# Wait, hold on (on the phone)



## b4nny

I'm afraid the answer to this might be obvious, but I'm too paranoid not to ask. Imagine that you're on the phone with a good friend and someone interrupts you. How would you best tell the person on the phone to wait a second? I'm sure that _одну секунду/минуктку_ are OK, but what about the imperatives _жди_ or _подожди_?


----------



## Syline

"Подожди" fits here.


----------



## Boyar

_Обожди_ or _обождите_ may be even better.

When a person is talking to you and you tell him "подожди", it sounds as if you interrupt him because of something that he said. "Обожди" could be understood as a request to make a pause for some other reason, not necessarily related to what that person said.


----------



## Explorer41

"Подожди, не вешай трубку" is a literal translation. It fits.


----------



## Boyar

Explorer41 said:


> "Подожди, не вешай трубку" is a literal translation. It fits.


Yes, it does. It's idiomatic.


----------



## Maroseika

Boyar said:


> _Обожди_ or _обождите_ may be even better.



Обождать is colloquial word. Подожди looks to me quite well, but with some addition: Подожди немного, минутку, секунду, сейчас (щас) я сделаю то-то и то-то.


----------



## morzh

Boyar said:


> _Обожди_ or _обождите_ may be even better.



Strictly low colloquial.


----------



## gvozd

У меня один друг говорит: "Повиси"


----------



## Explorer41

morzh said:


> Strictly low colloquial.


Хм... It depends on what do you mean by "strictly low colloquial". *b4nny* stated expicitly that the question is about talking to a friend, and here "обожди"/"обождите" (the latter will be chosen if the friend is not very close and the conversation with "вы" has established) fits very well in most cases.


----------



## morzh

Explorer41 said:


> Хм... It depends on what do you mean by "strictly low colloquial". *b4nny* stated expicitly that the question is about talking to a friend, and here "обожди"/"обождите" (the latter will be chosen if the friend is not very close and the conversation with "вы" has established) fits very well in most cases.
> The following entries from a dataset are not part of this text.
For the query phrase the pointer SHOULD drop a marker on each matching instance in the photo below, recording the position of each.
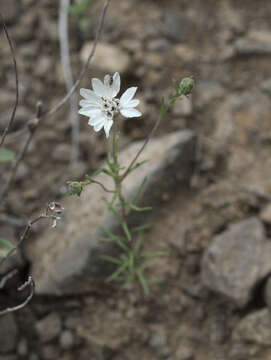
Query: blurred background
(212, 297)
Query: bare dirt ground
(230, 112)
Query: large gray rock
(237, 260)
(67, 259)
(8, 333)
(255, 328)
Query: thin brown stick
(32, 126)
(6, 130)
(29, 283)
(52, 211)
(66, 65)
(55, 108)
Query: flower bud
(186, 86)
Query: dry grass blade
(6, 130)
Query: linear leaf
(119, 270)
(111, 259)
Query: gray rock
(49, 327)
(208, 91)
(184, 352)
(8, 333)
(50, 352)
(254, 328)
(176, 27)
(237, 260)
(67, 340)
(67, 259)
(107, 57)
(257, 42)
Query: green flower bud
(186, 86)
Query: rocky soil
(212, 294)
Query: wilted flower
(101, 104)
(54, 209)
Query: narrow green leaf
(137, 208)
(143, 282)
(119, 270)
(176, 86)
(139, 190)
(114, 238)
(143, 227)
(6, 155)
(110, 163)
(131, 261)
(138, 244)
(151, 255)
(137, 165)
(162, 108)
(126, 230)
(111, 259)
(5, 247)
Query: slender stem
(157, 123)
(32, 126)
(16, 83)
(66, 64)
(117, 178)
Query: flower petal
(116, 84)
(107, 127)
(127, 95)
(90, 95)
(96, 120)
(89, 103)
(130, 112)
(98, 87)
(98, 127)
(132, 103)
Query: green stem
(117, 177)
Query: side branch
(29, 283)
(157, 123)
(32, 126)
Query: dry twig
(66, 65)
(55, 108)
(32, 126)
(6, 130)
(29, 283)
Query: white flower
(101, 104)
I'm not saying it cannot be used.
I am sure that, say, Germans use something besides "Bitte Bleiben Sie am Apparat" when talking to their Freunden. 
What I am saying is that whenever we recommend some words that cannot even be found in dictionaries (I tried, and all I found was "обожать" i/o "обождать"), and I am guilty of using this exact one myself, we should point out that it is a colloquial word, and by some may actually be viewed as a sign of using not quite literate language.
So, using "обожди" should be judicious.

And, in anticipation of "he's talking to a good friend" rebuttal, I can only point that a person who is "too paranoid not to ask" a question about "how to say something on a phone with a good friend" still probably wants this friend to have a good impression of him, or his language.


----------



## Explorer41

Well. It depends next on what is a good impression for each particular case. "обождать" sounds more free, its use cases are restricted (no, here's no contradiction), and it is relatively widely used, so one should not think this word belongs to a cultural underground, or anything like that. Of course, you didn't mean that the word is not often used, but it's not evident from the words "strictly low colloquial", which may mean a lot of different things. By the way, I personally learned this word in a school, from a teacher (not of Russian language) who used this word a bit jokingly  . So the word doesn't belong to an underground of any kind.


----------



## morzh

Explorer41 said:


> By the way, I personally learned this word in a school, from a teacher who used this word a bit jokingly



In school I heard (though I knew enough not to use it even back then) our teacher (Russian language teacher too!) saying "покладите ручки на партъi", repeatedly so. 
A teacher is not the Pope, you know. And even the Pope is considered infallible in the very narrow sense 

Again, personally I have nothing against "обождать".


----------



## Explorer41

Yes, "покладите руки на парты" is a) illiterate, b) having no additional sense comparing to "положить руки на парты". Due to the point b), it's another case


----------



## Maroseika

gvozd said:


> У меня один друг говорит: "Повиси"



И у меня тоже - ровно один. Мне нравится.


----------



## b4nny

Thanks everyone. I think it's kind of cute how almost all threads in the Russian section turn into mild arguments.


----------



## morzh

It's all because of the mysterious Russian soul and the immense complexity of Russian language.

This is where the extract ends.